In September 19-year-old Fekerte Demele started a jeubeuna bunna in a small bar, where she roasts coffee beans over red hot coals before grinding them and pouring the powder into a small black clay pot filled with water to then be placed on the coals.
“If the business can grow, I want to rent a room on my own and to buy furniture for it,” she said.
She previously worked as a waitress in a nearby bar, where she earned about 2,500 birr ($125) a month with tips. She doesn’t expect to earn much more from her coffee business initially, but the shorter work hours are more amenable, she explained.
Another benefit is an enthusiastic customer base.

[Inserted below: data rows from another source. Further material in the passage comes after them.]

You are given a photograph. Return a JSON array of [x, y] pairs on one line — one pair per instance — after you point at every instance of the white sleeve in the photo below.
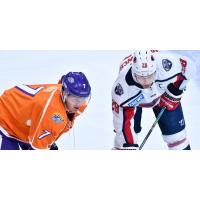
[[123, 125]]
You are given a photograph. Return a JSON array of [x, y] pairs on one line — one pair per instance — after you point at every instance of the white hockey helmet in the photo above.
[[144, 63]]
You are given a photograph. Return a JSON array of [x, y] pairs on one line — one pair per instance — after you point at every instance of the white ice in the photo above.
[[94, 129]]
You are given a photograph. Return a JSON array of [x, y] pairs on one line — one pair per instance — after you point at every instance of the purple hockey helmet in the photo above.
[[76, 83]]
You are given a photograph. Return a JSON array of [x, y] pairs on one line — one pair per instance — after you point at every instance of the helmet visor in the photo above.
[[146, 81], [75, 100]]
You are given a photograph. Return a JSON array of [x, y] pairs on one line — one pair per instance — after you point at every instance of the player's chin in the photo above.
[[146, 86]]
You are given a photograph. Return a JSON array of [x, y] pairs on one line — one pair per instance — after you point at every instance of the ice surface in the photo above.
[[94, 129]]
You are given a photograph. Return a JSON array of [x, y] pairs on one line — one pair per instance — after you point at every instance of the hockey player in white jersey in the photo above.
[[151, 79]]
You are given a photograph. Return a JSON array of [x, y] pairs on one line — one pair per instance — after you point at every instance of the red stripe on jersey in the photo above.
[[178, 81], [128, 115]]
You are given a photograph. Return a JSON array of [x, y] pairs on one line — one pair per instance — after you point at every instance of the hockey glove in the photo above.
[[54, 147], [170, 99], [127, 147]]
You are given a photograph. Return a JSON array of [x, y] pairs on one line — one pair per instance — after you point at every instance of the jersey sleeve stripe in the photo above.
[[128, 114]]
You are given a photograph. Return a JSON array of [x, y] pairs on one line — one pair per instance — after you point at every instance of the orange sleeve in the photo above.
[[47, 126]]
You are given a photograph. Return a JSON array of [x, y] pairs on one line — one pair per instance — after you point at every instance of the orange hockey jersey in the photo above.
[[35, 114]]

“I never go to cafes,” said 36-year-old Fitsum Berhe, one of Ethiopia’s returning diaspora, who spent years in Ireland. “It’s not about saving money. It’s about quality.” He added that he likes seeing beans roasted and knowing he’s drinking the real deal
Despite being staunchly proud of their coffee heritage, Ethiopians are not impervious to a touch of Western-style hipness. A popular and continually expanding cafe chain in Addis is Kaldi’s Coffee, where customers order short and tall coffees, its green and white logo inspired by Starbucks.
Though such is coffee’s popularity in this coffee-mad country, the birthplace of arabica coffee, that it appears there’s plenty of room for expansion, be it locally or foreign driven.

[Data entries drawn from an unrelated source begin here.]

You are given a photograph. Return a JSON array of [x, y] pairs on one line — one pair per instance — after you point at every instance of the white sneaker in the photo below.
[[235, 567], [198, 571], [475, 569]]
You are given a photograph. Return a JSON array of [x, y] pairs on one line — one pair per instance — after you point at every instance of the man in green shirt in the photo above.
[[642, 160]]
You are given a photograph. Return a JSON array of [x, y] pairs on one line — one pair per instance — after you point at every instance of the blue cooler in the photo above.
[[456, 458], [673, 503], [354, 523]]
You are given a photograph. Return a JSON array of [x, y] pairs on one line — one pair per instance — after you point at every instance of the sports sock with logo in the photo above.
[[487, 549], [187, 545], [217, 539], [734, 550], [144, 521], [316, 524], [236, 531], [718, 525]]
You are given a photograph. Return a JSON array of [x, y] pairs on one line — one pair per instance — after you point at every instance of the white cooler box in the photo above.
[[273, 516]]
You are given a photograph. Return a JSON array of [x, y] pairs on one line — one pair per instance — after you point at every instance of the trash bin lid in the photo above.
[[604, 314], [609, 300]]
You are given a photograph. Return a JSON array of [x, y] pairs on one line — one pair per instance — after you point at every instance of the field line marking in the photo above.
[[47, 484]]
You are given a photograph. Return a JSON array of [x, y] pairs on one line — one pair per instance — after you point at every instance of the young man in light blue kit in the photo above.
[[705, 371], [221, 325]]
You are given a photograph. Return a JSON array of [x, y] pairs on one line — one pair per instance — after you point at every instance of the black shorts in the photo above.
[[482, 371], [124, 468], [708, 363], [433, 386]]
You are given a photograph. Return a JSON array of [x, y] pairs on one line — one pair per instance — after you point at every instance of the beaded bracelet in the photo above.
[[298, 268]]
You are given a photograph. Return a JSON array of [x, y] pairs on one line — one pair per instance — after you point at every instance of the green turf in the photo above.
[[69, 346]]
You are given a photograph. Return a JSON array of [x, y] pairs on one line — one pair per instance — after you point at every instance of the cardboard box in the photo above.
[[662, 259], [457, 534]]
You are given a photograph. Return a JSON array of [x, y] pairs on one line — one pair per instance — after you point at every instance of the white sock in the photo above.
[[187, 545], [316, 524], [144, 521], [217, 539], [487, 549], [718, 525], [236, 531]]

“Ethiopians love coffee, and anytime a new cafe opens, it’s packed,” said Adam Overton, a coffee entrepreneur based in Los Angeles and Addis with a coffee farm in southwestern Ethiopia. “You could probably have three cafes on every street corner and they’d all be full.”

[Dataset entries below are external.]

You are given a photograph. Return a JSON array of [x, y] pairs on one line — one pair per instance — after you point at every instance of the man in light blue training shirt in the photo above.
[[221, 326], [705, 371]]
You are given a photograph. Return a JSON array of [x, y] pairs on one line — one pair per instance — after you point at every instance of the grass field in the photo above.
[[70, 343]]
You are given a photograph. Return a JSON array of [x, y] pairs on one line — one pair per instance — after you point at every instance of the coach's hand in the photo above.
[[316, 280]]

And extra cafes won’t necessarily undercut traditional businesses.
“We plan to start having jeubeuna bunna at our cafes,” said Tsegaye Fanta of Alem Bunna, another of Addis’ coffee companies. “People grew up with it. Many prefer its taste.”
That would appear good news for the lady at the roadside pouring coffee for construction site workers and for the owner of a sparkling new cafe on Bole Road where the city’s bright young things like to hang out. Climbing the economic ladder of the coffee industry will remain an option.
“When I’m at the Addis office, we always order jeubeuna bunna from a lady on the street nearby,” Overton said. “She brings it in on a tray with incense burning. Only in Ethiopia can you get coffee like that.”